Thunderstorms visit city, rain to intensify over weekend

Published on Sep 08, 2022 12:28 AM IST

According to officials and experts, isolated moderate to heavy showers are likely in Mumbai till September 10, after which the intensity of rain will increase and showers will become more widespread

Mumbai, India - September 07, 2022: Thundering and lightning in the sky over the iconic CSMT building during heavy rain, in Mumbai, India, on Wednesday, September 07, 2022. (Photo by Satish Bate/ Hindustan Times) (Satish Bate/HT PHOTO)
Mumbai, India - September 07, 2022: Thundering and lightning in the sky over the iconic CSMT building during heavy rain, in Mumbai, India, on Wednesday, September 07, 2022. (Photo by Satish Bate/ Hindustan Times) (Satish Bate/HT PHOTO)

Mumbai: Thunderstorms and lighting over the city on Tuesday evening marked the beginning of this monsoon’s final wet spell in the region. Cloudy weather, high wind speeds and moderate showers were experienced across the larger Mumbai Metropolitan Region (MMR), with most rain gauges receiving between 5-20mm of rainfall between 5pm and 6pm, soon after it began to rain.

According to officials and experts, isolated moderate to heavy showers are likely in Mumbai till September 10, after which the intensity of rain will increase and showers will become more widespread. A lull in rainfall is expected after September 13.

Mahesh Palawat, vice president (meteorology & climate change) at private forecaster Skymet Weather explained, “These are not typical monsoon showers, but thunderstorms caused by an increase in convective activity over the last couple of days. The Konkan coast rarely sees lighting, but due to climate change, as temperatures rise and rainfall becomes more sporadic, the combination of heat and humidity will create more favourable conditions for thunderstorms like this.”

Palawat and other experts pointed out that Mumbai is likely to see repeated thunderstorms until September 10, after which typical monsoon showers will resume for a couple of days. “There is a low-pressure system forming over the Bay of Bengal. Once the system has matured on Thursday, it will strengthen a prevailing monsoon trough that is running from Vidarbha to interior Tamil Nadu. Westerly winds will become strong and normal monsoon showers will intensify over the weekend,” said a meteorologist with the India Meteorological Department’s regional forecasting centre in Mumbai.

Mumbai is currently placed under a green category weather alert on Thursday, indicating a high chance of light to moderate showers, and a yellow category weather alert from Friday to Sunday, indicating heavy rainfall at isolated places. Neighbouring districts of Raigad, Thane and Palghar -- which also saw heavy thunder and lightning on Wednesday evening -- are likely to see thunderstorms accompanied by lightning and gusty winds over the next two days, per official forecasts.
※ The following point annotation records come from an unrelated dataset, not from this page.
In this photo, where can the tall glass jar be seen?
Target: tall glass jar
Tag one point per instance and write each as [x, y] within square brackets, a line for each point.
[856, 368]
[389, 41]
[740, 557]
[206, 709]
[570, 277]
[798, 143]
As of 8:30am Wednesday, Mumbai’s base weather station in Santacruz had received a total seasonal rainfall of 2200.2mm, as against the four-month normal of 2318.8mm. The city is likely to exceed the normal rainfall over the next week.

Traffic slows down in South Mumbai

Meanwhile, motorists had a difficult time commuting on the roads due to heavy rain, especially in South Mumbai. Traffic police said after the sudden downpour in the afternoon, traffic all over the city was reported to be moving slow.

“Since the last two days of Ganesha festival, traffic was reported to be slow. However, no traffic jams were reported in South Mumbai during the day,” said Pradnya Jedage, deputy commissioner of police, Traffic, South Mumbai.

According to the traffic police, traffic was reported to be moving at a snail’s pace through South Mumbai and the Western suburbs. “Traffic was slow at Chhatrapati Shivaji Maharaj terminus near Regal cinema and entire stretch from Worli to Churchgate and from Bandra to Malad on the Western Express Highway,” said a traffic police officer.

“What made it worse was the sudden downpour late in the afternoon due to which traffic jams were reported in many parts of the city,” added the officer.

“We were stuck at Worli for more than 40 minutes around noon on Wednesday. Traffic was at a complete standstill after which it was moving at a snail’s pace. I was travelling towards Malabar Hill when I got stuck and was delayed for a meeting. This happened around 11:30 am which is not even the peak hours,” said Ami Shah, 38, a Bandra resident who was travelling to the South from the Western suburbs.